Over 18 months, the Geoghans trained Heidi to work as a service dog, teaching her commands geared to making life easier for people with disabilities.
These include "lap" – a command asking the dog to put her paws in her owner's lap to facilitate dressing as well as "heel" and "side," commands requesting the dog to sit on his owner's left or right side, respectively.
Even some simple commands, such as "roll over" and "shake," can have unexpected uses to someone whose mobility is limited.
For example, rolling over can help someone who uses a wheelchair easily examine a dog's paws, and "shake" can help them to untangle a dog from her leash.
In Waldorf, Heidi's new owner, Mike Sack, says she can pick up objects as small as a credit card. He has multiple sclerosis and says he relies on his service dogs to help him when he drops objects on the ground.
"I'm always picking up things. And some days when I'm leaning forward to pick up stuff, I'm picking myself up," he said.
Sack said he's also teaching Heidi to alert his wife, Michelle, in case of a medical emergency.

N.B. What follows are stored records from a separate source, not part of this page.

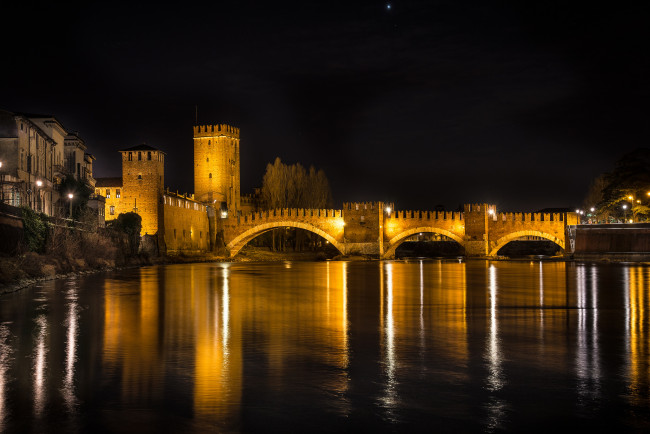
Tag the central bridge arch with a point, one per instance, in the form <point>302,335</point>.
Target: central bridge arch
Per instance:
<point>514,235</point>
<point>395,242</point>
<point>245,237</point>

Gibson, his retired service dog, saved his life by doing just that when the Sacks were on vacation in Texas nine years ago.
When Mike started having difficulty breathing one night, Gibson woke up Michelle, who rushed him to the hospital.

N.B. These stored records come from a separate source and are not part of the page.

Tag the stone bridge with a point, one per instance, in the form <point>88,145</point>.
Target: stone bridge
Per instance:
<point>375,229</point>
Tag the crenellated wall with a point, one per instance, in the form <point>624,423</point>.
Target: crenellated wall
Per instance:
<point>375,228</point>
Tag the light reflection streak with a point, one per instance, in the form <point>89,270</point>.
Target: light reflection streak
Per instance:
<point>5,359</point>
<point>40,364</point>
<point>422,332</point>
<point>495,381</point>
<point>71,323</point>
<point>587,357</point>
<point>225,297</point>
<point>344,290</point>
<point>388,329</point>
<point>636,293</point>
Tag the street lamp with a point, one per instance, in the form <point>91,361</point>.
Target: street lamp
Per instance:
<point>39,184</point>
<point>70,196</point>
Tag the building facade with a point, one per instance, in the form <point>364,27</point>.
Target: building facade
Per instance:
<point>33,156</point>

"According to the hospital, I wouldn't have made it to morning if they hadn't gotten me down there," he said.
Gibson was a "nervous wreck" until his owner came home from the hospital, Sack recalled. But when he did return, "that dog smiled.
"I don't care what anybody says, these dogs smile," he said.
Sack's bond with Gibson, and the one he's building with Heidi, is a decision he's never regretted.
"They're companions, they're there, they become part of your family, literally," he said. "You get these dogs when they're 2 years old and you basically watch them grow up. ... And you get to the point to where if you don't have them around you feel lost."
Despite the emotional difficulty of having to give up the dogs they raise, the Geoghans haven't regretted their decision either.
"The reason that I decided to do CCI was not to get a free puppy," Erin said. "Going into the program, you know you're doing this so that eventually, hopefully, somebody who really needs a companion like that will have one available to them."
And last week, the Geoghans were able to see their months of training in action with a visit to the Sacks' house in Waldorf.
When Erin Geoghan saw Heidi again, "I wasn't even sad, I didn't even miss her. I was just so happy for her and knew that was the right place for her to be. It made it all worth it."